Bilateral Dependency Optimization: Defending Against Model-inversion
Attacks
- URL: http://arxiv.org/abs/2206.05483v1
- Date: Sat, 11 Jun 2022 10:07:03 GMT
- Title: Bilateral Dependency Optimization: Defending Against Model-inversion
Attacks
- Authors: Xiong Peng, Feng Liu, Jingfen Zhang, Long Lan, Junjie Ye, Tongliang
Liu, Bo Han
- Abstract summary: We propose a bilateral dependency optimization (BiDO) strategy to defend against model-inversion attacks.
BiDO achieves the state-of-the-art defense performance for a variety of datasets, classifiers, and MI attacks.

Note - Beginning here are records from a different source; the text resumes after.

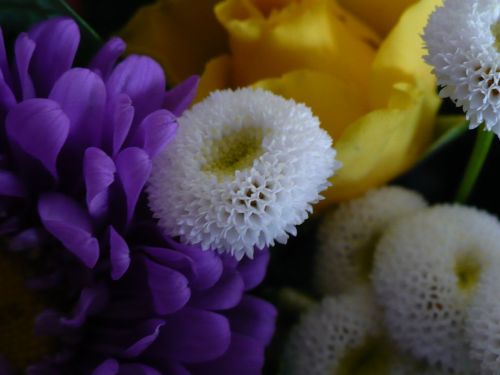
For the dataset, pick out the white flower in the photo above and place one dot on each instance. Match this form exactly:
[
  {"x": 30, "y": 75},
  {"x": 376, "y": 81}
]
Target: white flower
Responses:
[
  {"x": 329, "y": 331},
  {"x": 483, "y": 325},
  {"x": 463, "y": 42},
  {"x": 343, "y": 335},
  {"x": 427, "y": 268},
  {"x": 347, "y": 236},
  {"x": 242, "y": 172}
]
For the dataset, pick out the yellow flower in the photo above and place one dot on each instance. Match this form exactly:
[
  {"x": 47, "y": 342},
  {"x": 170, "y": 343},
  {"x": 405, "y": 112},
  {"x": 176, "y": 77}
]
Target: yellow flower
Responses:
[{"x": 367, "y": 82}]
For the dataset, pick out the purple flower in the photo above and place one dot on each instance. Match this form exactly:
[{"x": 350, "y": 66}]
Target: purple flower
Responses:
[{"x": 75, "y": 154}]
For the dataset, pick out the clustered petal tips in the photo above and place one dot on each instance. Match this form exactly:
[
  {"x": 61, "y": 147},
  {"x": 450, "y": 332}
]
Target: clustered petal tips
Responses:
[
  {"x": 347, "y": 237},
  {"x": 343, "y": 335},
  {"x": 463, "y": 42},
  {"x": 329, "y": 331},
  {"x": 427, "y": 268},
  {"x": 242, "y": 172},
  {"x": 483, "y": 328}
]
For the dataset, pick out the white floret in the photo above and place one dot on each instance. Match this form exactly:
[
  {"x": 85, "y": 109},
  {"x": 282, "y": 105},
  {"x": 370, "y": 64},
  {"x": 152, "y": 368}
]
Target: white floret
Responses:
[
  {"x": 483, "y": 323},
  {"x": 344, "y": 335},
  {"x": 426, "y": 270},
  {"x": 462, "y": 38},
  {"x": 348, "y": 235},
  {"x": 329, "y": 331},
  {"x": 243, "y": 171}
]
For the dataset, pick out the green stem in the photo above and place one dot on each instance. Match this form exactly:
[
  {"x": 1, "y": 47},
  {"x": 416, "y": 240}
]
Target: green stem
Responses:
[{"x": 479, "y": 153}]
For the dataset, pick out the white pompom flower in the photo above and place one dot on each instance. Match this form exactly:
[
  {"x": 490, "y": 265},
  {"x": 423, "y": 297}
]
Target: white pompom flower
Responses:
[
  {"x": 347, "y": 236},
  {"x": 333, "y": 331},
  {"x": 427, "y": 268},
  {"x": 243, "y": 171},
  {"x": 483, "y": 325},
  {"x": 463, "y": 43},
  {"x": 344, "y": 336}
]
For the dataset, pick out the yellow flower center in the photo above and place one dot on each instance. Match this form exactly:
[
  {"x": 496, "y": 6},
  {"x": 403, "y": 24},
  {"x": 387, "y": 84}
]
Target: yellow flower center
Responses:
[
  {"x": 495, "y": 30},
  {"x": 234, "y": 151},
  {"x": 467, "y": 270},
  {"x": 373, "y": 357},
  {"x": 19, "y": 307}
]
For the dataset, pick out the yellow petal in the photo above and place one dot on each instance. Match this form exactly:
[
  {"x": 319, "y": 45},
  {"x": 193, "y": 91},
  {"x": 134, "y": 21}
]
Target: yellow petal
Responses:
[
  {"x": 268, "y": 39},
  {"x": 217, "y": 76},
  {"x": 335, "y": 102},
  {"x": 381, "y": 15},
  {"x": 181, "y": 34},
  {"x": 400, "y": 57},
  {"x": 383, "y": 143}
]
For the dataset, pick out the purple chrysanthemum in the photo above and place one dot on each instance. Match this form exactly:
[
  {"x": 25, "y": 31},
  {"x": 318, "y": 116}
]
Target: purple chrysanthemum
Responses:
[{"x": 75, "y": 153}]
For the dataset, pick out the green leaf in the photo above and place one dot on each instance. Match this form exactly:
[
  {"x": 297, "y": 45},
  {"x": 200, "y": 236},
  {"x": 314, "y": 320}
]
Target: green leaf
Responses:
[
  {"x": 448, "y": 128},
  {"x": 17, "y": 16}
]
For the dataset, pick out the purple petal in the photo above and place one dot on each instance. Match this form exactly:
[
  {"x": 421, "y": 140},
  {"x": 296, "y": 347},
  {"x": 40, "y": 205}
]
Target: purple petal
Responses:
[
  {"x": 11, "y": 185},
  {"x": 245, "y": 356},
  {"x": 133, "y": 167},
  {"x": 82, "y": 95},
  {"x": 225, "y": 294},
  {"x": 170, "y": 367},
  {"x": 207, "y": 265},
  {"x": 4, "y": 62},
  {"x": 169, "y": 289},
  {"x": 149, "y": 333},
  {"x": 192, "y": 336},
  {"x": 108, "y": 367},
  {"x": 70, "y": 224},
  {"x": 105, "y": 59},
  {"x": 120, "y": 116},
  {"x": 40, "y": 128},
  {"x": 156, "y": 131},
  {"x": 56, "y": 45},
  {"x": 172, "y": 259},
  {"x": 119, "y": 254},
  {"x": 143, "y": 80},
  {"x": 24, "y": 49},
  {"x": 52, "y": 323},
  {"x": 28, "y": 239},
  {"x": 139, "y": 369},
  {"x": 253, "y": 317},
  {"x": 179, "y": 98},
  {"x": 7, "y": 97},
  {"x": 254, "y": 270},
  {"x": 99, "y": 173}
]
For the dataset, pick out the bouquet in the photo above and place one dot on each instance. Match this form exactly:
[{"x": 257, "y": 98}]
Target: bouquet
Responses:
[{"x": 226, "y": 187}]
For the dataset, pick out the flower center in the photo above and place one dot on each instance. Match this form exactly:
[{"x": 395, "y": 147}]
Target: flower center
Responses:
[
  {"x": 19, "y": 308},
  {"x": 234, "y": 151},
  {"x": 372, "y": 357},
  {"x": 467, "y": 270},
  {"x": 495, "y": 30}
]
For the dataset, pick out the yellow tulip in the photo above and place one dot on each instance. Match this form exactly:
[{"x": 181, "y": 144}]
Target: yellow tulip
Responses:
[
  {"x": 181, "y": 34},
  {"x": 372, "y": 92}
]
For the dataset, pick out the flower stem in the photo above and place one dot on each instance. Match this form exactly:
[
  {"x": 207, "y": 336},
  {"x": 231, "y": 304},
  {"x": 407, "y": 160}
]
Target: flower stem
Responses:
[{"x": 475, "y": 164}]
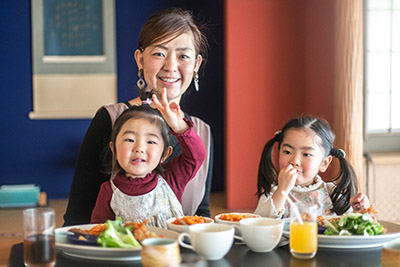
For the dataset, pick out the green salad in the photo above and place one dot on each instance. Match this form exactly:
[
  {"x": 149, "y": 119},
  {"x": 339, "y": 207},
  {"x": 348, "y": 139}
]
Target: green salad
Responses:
[
  {"x": 353, "y": 224},
  {"x": 117, "y": 235}
]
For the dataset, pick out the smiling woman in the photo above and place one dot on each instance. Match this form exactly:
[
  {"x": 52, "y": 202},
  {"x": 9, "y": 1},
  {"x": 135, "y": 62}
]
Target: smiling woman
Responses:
[{"x": 171, "y": 49}]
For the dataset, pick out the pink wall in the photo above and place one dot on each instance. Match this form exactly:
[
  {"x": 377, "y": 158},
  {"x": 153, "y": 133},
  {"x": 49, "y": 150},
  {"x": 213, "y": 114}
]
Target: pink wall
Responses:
[{"x": 275, "y": 69}]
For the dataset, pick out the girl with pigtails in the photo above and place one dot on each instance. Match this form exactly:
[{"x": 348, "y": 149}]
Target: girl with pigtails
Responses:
[{"x": 305, "y": 146}]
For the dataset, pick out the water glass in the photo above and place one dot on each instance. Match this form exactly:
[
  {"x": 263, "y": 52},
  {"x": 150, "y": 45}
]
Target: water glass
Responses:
[
  {"x": 39, "y": 241},
  {"x": 303, "y": 240}
]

- Score: 61.78426165008083
- License: http://arxiv.org/licenses/nonexclusive-distrib/1.0/
- Abstract: Through using only a well-trained classifier, model-inversion (MI) attacks
can recover the data used for training the classifier, leading to the privacy
leakage of the training data. To defend against MI attacks, previous work
utilizes a unilateral dependency optimization strategy, i.e., minimizing the
dependency between inputs (i.e., features) and outputs (i.e., labels) during
training the classifier. However, such a minimization process conflicts with
minimizing the supervised loss that aims to maximize the dependency between
inputs and outputs, causing an explicit trade-off between model robustness
against MI attacks and model utility on classification tasks. In this paper, we
aim to minimize the dependency between the latent representations and the
inputs while maximizing the dependency between latent representations and the
outputs, named a bilateral dependency optimization (BiDO) strategy. In
particular, we use the dependency constraints as a universally applicable
regularizer in addition to commonly used losses for deep neural networks (e.g.,
cross-entropy), which can be instantiated with appropriate dependency criteria
according to different tasks. To verify the efficacy of our strategy, we
propose two implementations of BiDO, by using two different dependency
measures: BiDO with constrained covariance (BiDO-COCO) and BiDO with
Hilbert-Schmidt Independence Criterion (BiDO-HSIC). Experiments show that BiDO
achieves the state-of-the-art defense performance for a variety of datasets,
classifiers, and MI attacks while suffering a minor classification-accuracy
drop compared to the well-trained classifier with no defense, which lights up a
novel road to defend against MI attacks.